Blood Clot Treatments
Going to the source of blockages to remove them
This thrombolysis therapy can very effectively address clots that can be life-threatening if they travel to the brain, lungs, or heart. This kind of blood clot (or embolus) can result from cancer or cancer treatments, from major surgery, from traumatic injury, and other causes, and can travel to these critical locations. Another form of blood clot (thrombus) can arise within a vessel and sometimes be harmless but often cause circulatory compromise at its site of origin that results in pain, numbness, coldness, tingling, or swelling (especially in the extremities). Clots may grown and cut off blood supply to organs, or to an arm or leg, causing a life-threatening situation or loss of an extremity.

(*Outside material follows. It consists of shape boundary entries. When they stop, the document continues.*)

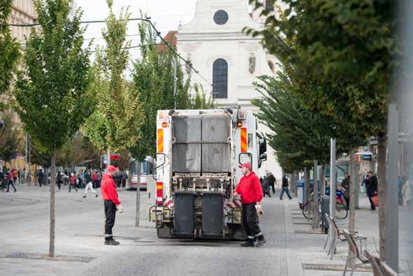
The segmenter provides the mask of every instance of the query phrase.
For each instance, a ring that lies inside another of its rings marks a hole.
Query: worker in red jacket
[[[242,226],[247,235],[247,241],[241,246],[254,247],[255,240],[258,240],[256,246],[260,247],[266,242],[258,225],[258,213],[262,212],[263,190],[259,178],[252,171],[251,164],[245,163],[240,168],[244,176],[234,191],[234,196],[241,196]]]
[[[102,177],[101,184],[101,192],[102,198],[105,202],[105,215],[106,217],[106,221],[105,221],[105,245],[119,245],[119,242],[117,242],[113,238],[112,228],[115,225],[116,210],[118,210],[119,212],[123,212],[123,208],[117,197],[116,186],[113,181],[113,175],[117,171],[117,168],[109,165],[106,168],[106,173]]]

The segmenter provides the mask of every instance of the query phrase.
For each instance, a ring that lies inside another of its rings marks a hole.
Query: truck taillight
[[[157,182],[157,205],[164,203],[164,183]]]

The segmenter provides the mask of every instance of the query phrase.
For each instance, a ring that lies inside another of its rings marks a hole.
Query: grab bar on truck
[[[238,163],[240,164],[240,165],[242,165],[242,164],[241,163],[241,155],[248,155],[249,157],[249,160],[251,160],[249,162],[251,163],[251,169],[252,170],[252,154],[251,154],[251,152],[241,152],[240,153],[240,154],[238,155]]]
[[[163,153],[163,152],[157,152],[156,154],[154,154],[153,158],[154,160],[157,160],[157,157],[158,156],[158,154],[161,154],[161,155],[164,155],[164,163],[162,163],[161,165],[155,167],[153,170],[152,170],[152,178],[154,180],[157,180],[157,178],[155,178],[155,170],[158,168],[161,168],[161,166],[163,166],[164,165],[165,165],[165,163],[166,163],[166,155]]]

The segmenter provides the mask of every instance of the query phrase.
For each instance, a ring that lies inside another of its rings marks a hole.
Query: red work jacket
[[[254,172],[244,175],[234,191],[241,196],[242,204],[260,202],[263,198],[263,189],[259,178]]]
[[[102,176],[102,182],[101,183],[101,193],[102,193],[102,198],[103,201],[112,201],[115,205],[120,204],[119,198],[117,197],[117,191],[116,191],[116,187],[112,175],[104,174]]]

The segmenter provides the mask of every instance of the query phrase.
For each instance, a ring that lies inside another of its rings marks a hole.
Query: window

Thrombolysis can significantly improve blood flow and can reduce symptoms caused by a clot. Patients receive an intravenous sedative for the procedure. Access is usually through the femoral artery at the groin, and the radiologist watches the progress of the procedure on an x-ray monitor, using fluoroscopy.
Thrombolysis is a type of intravenous therapy for which IR the team will usually leave the catheter in place in a stable position, connected to an infusion device that delivers the drug in a highly controlled dose. This arrangement will usually need to deliver therapy for several hours or days to dissolve the clot. Patients remain in the hospital during this time, usually with intensive monitoring. The radiologist will use additional imaging, usually including ultrasound and angiography, during this time to monitor the progress of the treatment. If imaging reveals that the vessel wall is narrowed or damaged, it may be necessary after thrombolysis for the team to perform angioplasty and stenting to prevent the vessel from becoming obstructed again.
Catheter-directed thrombolysis is a safe and effective means of re-establishing circulation in areas affected by clotting.